Why it matters: Google isn’t backing away from health, but rather deepening its investment in the category by infusing its work into virtually every sector of the company, from wearables to partnerships with hospitals and health systems.

  • “We have such a relationship already with consumers who come to us for Dr. Google, and some of that is quality information, but we also want to help them take action,” DeSalvo says.

Behind the scenes: Many of those divisions resulted from health and wellness acquisitions, so it will be interesting to see how Google continues to bring them into the larger company fold.
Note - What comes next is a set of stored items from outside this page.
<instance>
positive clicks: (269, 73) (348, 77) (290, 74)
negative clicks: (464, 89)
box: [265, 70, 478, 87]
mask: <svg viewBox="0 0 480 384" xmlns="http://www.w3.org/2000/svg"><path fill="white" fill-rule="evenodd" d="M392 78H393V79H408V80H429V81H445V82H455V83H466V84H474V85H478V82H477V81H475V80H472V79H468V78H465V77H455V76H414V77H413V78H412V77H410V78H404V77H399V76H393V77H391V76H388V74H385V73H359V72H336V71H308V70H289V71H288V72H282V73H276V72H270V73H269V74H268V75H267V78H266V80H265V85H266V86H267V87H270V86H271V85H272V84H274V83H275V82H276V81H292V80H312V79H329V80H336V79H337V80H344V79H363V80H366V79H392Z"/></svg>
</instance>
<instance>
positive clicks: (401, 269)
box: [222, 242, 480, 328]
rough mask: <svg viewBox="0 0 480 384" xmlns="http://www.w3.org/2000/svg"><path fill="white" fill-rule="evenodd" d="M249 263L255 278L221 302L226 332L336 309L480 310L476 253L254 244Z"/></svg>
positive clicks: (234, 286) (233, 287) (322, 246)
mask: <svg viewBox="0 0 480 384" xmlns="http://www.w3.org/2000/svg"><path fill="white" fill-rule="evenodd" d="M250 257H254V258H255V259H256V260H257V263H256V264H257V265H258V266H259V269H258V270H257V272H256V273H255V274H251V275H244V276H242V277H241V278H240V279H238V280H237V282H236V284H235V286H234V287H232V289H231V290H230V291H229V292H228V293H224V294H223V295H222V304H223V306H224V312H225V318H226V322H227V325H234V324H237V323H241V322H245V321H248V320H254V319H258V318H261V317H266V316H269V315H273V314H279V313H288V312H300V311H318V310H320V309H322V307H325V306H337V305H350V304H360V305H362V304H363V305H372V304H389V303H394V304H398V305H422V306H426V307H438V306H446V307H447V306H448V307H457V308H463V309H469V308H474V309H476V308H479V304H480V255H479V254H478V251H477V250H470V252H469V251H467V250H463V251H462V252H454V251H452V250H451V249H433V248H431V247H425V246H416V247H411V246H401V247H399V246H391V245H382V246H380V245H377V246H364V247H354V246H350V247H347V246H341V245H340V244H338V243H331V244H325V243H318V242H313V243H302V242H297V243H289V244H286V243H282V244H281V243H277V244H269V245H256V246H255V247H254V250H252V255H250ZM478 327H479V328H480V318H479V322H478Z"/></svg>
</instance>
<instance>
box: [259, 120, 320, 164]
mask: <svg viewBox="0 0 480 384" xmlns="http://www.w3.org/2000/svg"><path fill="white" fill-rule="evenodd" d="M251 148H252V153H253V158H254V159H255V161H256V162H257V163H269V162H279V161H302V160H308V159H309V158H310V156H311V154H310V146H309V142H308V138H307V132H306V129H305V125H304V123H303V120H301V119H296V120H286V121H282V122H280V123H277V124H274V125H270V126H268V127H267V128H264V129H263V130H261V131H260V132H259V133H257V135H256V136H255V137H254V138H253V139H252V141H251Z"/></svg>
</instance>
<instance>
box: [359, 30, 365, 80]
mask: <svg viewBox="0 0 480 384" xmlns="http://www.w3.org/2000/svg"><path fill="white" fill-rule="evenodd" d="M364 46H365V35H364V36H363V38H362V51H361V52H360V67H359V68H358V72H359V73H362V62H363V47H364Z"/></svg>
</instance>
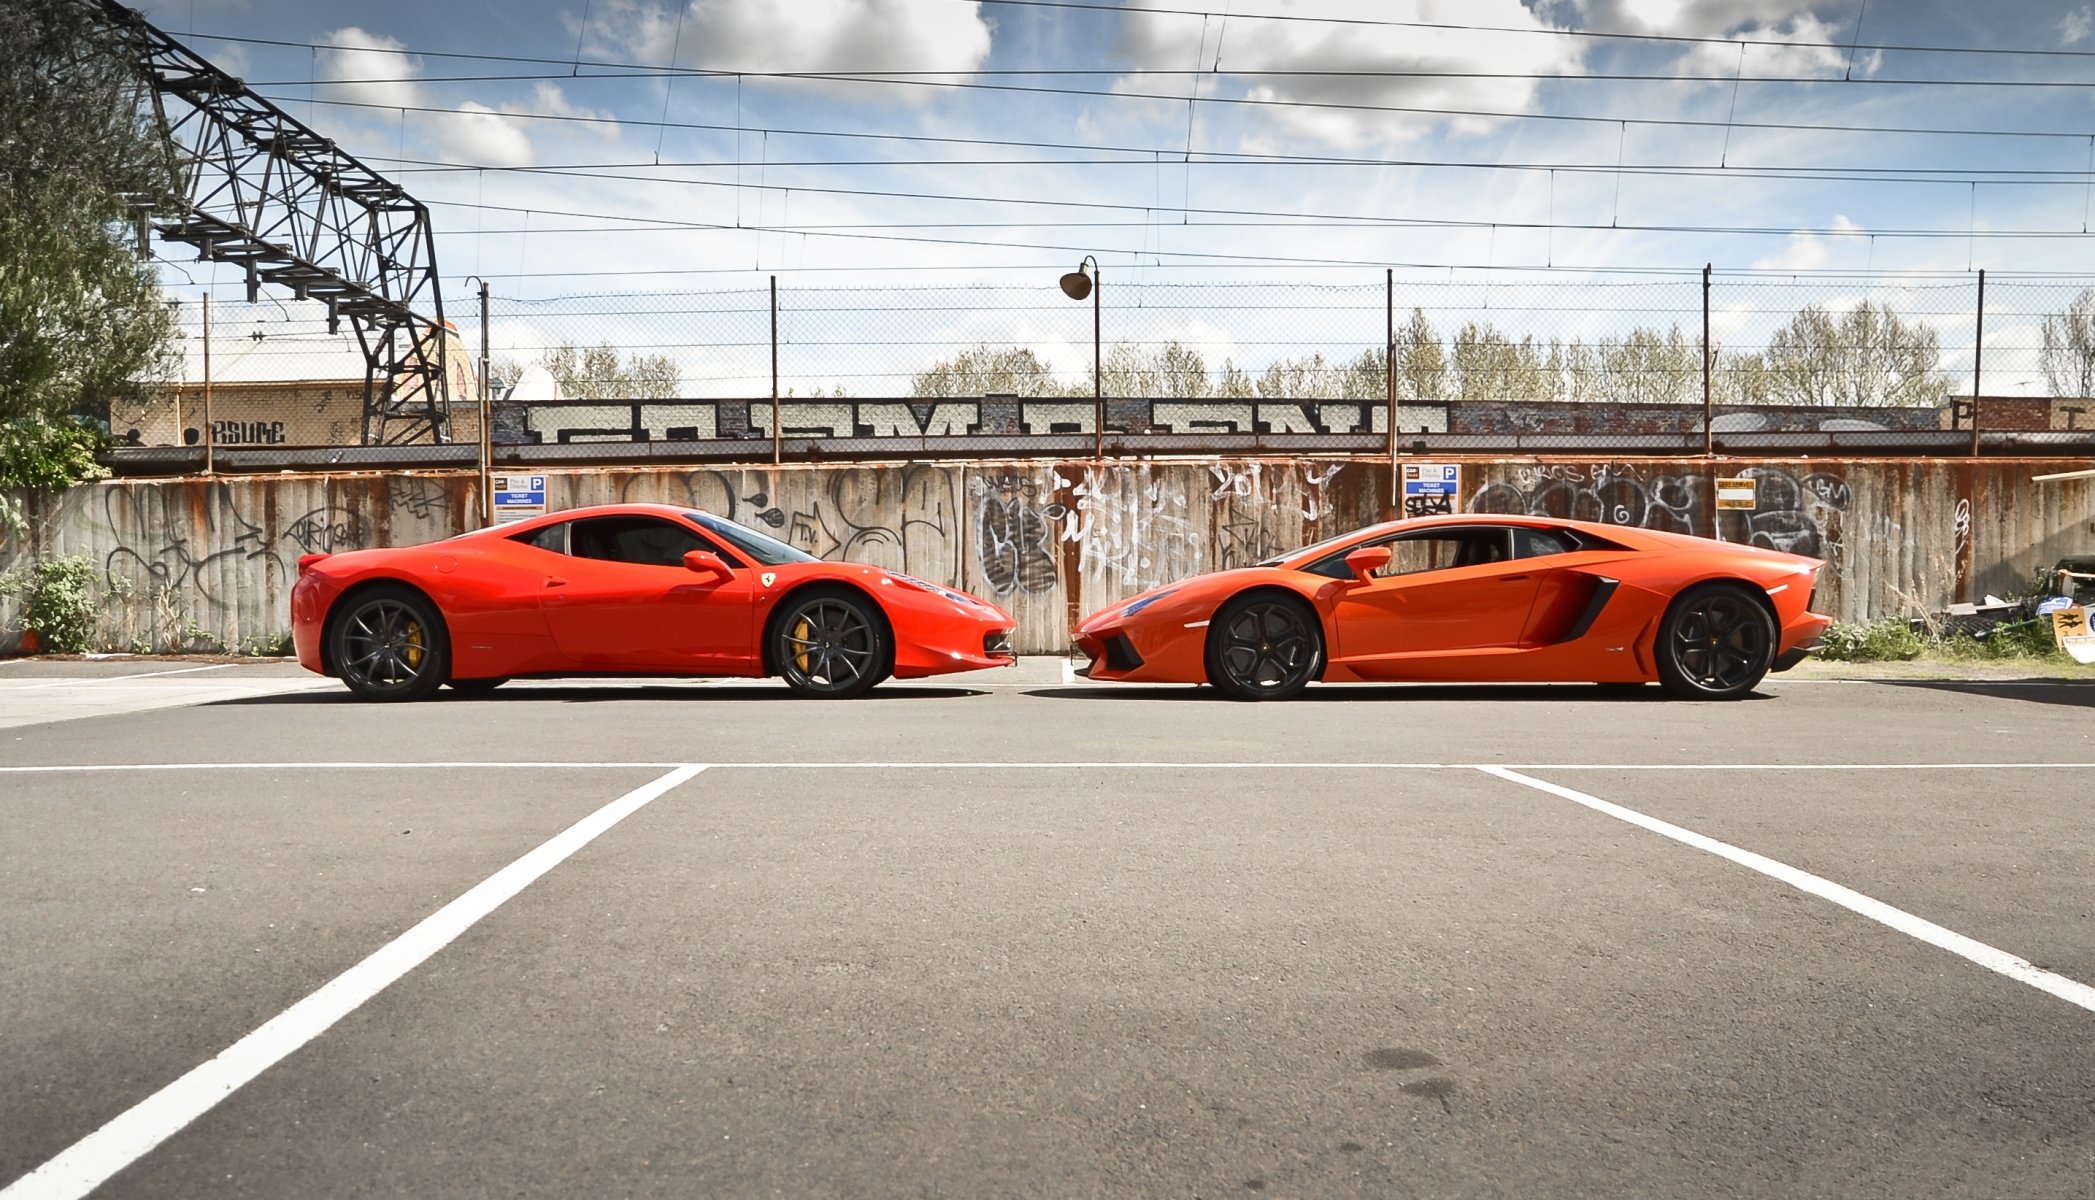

  • In 2014 it bought Nest for $3.2 billion in cash and later developed a sleep tracker. It then acquired DeepMind for an estimated $400 million and later created Streams, a clinician-support tool designed to help predict acute kidney injury. 
  • In 2021 it purchased Fitbit for $2.1 billion. While its plans for the wearable maker remain TBA, DeSalvo calls it “a data resource” that’s “been growing to focus on health.”

Details: Wearables are “also part of a broader suite of sensing devices,” DeSalvo says, “so when we work with a health plan, they’re thinking about how to bring those tools to bear for customers, because people want digital-first, but also digital sensing. So we’re increasingly looking for ways we can be helpful to health systems to give personalized insights to their customers.”